After thinking about it, to color an egg you need vinegar to penetrate the shell for the dye to adhere to the shell as the outer shell is impervious. My guess is by adding the vinegar to the boil the outer shell deteriorates to allow some of the water to get between the shell and the egg for an easy removal. All I can say is it works and has been a blessing when I need to shell hard cooked eggs. I also did a taste test and did not find a vinegar flavor in the egg cooked this way although might have been an enhancement for deviled eggs. Let me know if this works for you…

And yes, butter does keep it fresh in appearance.


----------



## siduri (Aug 13, 2006)

I give this advice every time. Every time it is completely ignored. 
do not prick with pin. 
Do not make gadgets to prick more easily with pin
SLIGHTLY CRACK the big end before putting in water. You will let water in and air out and the water will enter between the skin and the shell and the egg will come apart EASILY!!!!
try it, tell me it doesn't work, but at least try it.


----------



## free rider (May 23, 2006)

The reason I prick eggs with a pin is to make them easy to peel. I'll try your idea and see what happens.

As for the suggestion that eggs don't explode. I'm afraid that I've been lazy on occasion about the pin-pricking and did have eggs explode. Not a big explosion, but enough to make the eggs unusable. The insides seeped out and I ended up with eggs with giant tendrils.


----------



## brandon (Dec 8, 2008)

I tried the slight cracking of the large side before cooking. It works great, thanks. Just shows old dogs can learn!


----------



## siduri (Aug 13, 2006)

thanks brandon and free rider. 
I did the stupid pin thing for years, and it drove me crazy, since if the egg has a thick shell you usually end up with a pricked finger, and all i need is yet another gadget in my drawer ... (someone once gave me an egg pricker). The cracking method is so easy and so simple and once i discovered it, so obvious... 

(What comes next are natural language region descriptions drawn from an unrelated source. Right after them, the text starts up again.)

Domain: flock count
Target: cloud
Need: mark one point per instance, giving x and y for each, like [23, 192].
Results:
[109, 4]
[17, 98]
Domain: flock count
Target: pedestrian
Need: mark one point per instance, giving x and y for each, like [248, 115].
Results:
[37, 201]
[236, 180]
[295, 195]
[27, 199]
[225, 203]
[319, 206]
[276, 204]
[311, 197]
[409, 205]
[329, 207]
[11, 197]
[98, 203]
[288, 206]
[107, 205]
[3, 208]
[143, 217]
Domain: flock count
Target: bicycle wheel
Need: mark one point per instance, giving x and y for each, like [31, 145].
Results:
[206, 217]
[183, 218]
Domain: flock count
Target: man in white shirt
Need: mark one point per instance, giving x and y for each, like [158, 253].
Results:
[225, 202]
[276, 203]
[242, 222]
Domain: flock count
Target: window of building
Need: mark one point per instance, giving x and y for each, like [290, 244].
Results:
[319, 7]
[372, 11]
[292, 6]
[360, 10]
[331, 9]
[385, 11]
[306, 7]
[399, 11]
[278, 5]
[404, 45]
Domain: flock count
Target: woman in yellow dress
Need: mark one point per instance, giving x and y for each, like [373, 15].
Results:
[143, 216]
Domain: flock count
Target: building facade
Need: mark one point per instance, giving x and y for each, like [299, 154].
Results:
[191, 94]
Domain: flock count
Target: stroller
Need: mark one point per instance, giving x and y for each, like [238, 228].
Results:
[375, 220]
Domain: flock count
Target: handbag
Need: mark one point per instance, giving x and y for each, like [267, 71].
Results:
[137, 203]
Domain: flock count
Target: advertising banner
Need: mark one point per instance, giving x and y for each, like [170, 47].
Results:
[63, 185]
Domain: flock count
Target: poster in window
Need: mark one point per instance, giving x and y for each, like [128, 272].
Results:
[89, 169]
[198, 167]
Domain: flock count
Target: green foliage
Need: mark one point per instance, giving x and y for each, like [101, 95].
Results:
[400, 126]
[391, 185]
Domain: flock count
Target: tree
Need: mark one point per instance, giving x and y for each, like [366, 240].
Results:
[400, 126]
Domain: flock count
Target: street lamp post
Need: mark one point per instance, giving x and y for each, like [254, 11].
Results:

in italian there is a term called "l'uovo di Colombo" - Columbus' egg - which refers to a story (probably a legend) that he was at dinner at the spanish court and queen isabella asked how it would be possible to sail to the indies going west, and he said - can you balance this hard boiled egg so that it stands up on the table? She couldn't, and no one else at the table could. So he slightly cracked the big end just enough to flatten the air pocket and stood it up - the moral being that sometimes the simple solution is right there but no one sees it. In italian when you want to say something is the obvious and simplest solution that no one can see till it's pointed out to them, you call it "columbus' egg". I pricked eggs with pins for twenty years before i thought of this. Now it seems so obvious i can't understand why i didn;t see it sooner.


----------



## Lindy Shelly (Dec 12, 2017)

There are no hard and fast rules for preparing eggs and tell that it is ready. Only you have to follow the ideal procedure of cooking to get the desired result.

Gently place a layer of eggs in the saucepan
Keep enough space between them
Pour water into the saucepan up to an inch above egg
Put some salt to avoid cracking of shells
Heat it up for about 12 – 15 minutes
Turn off the burner


----------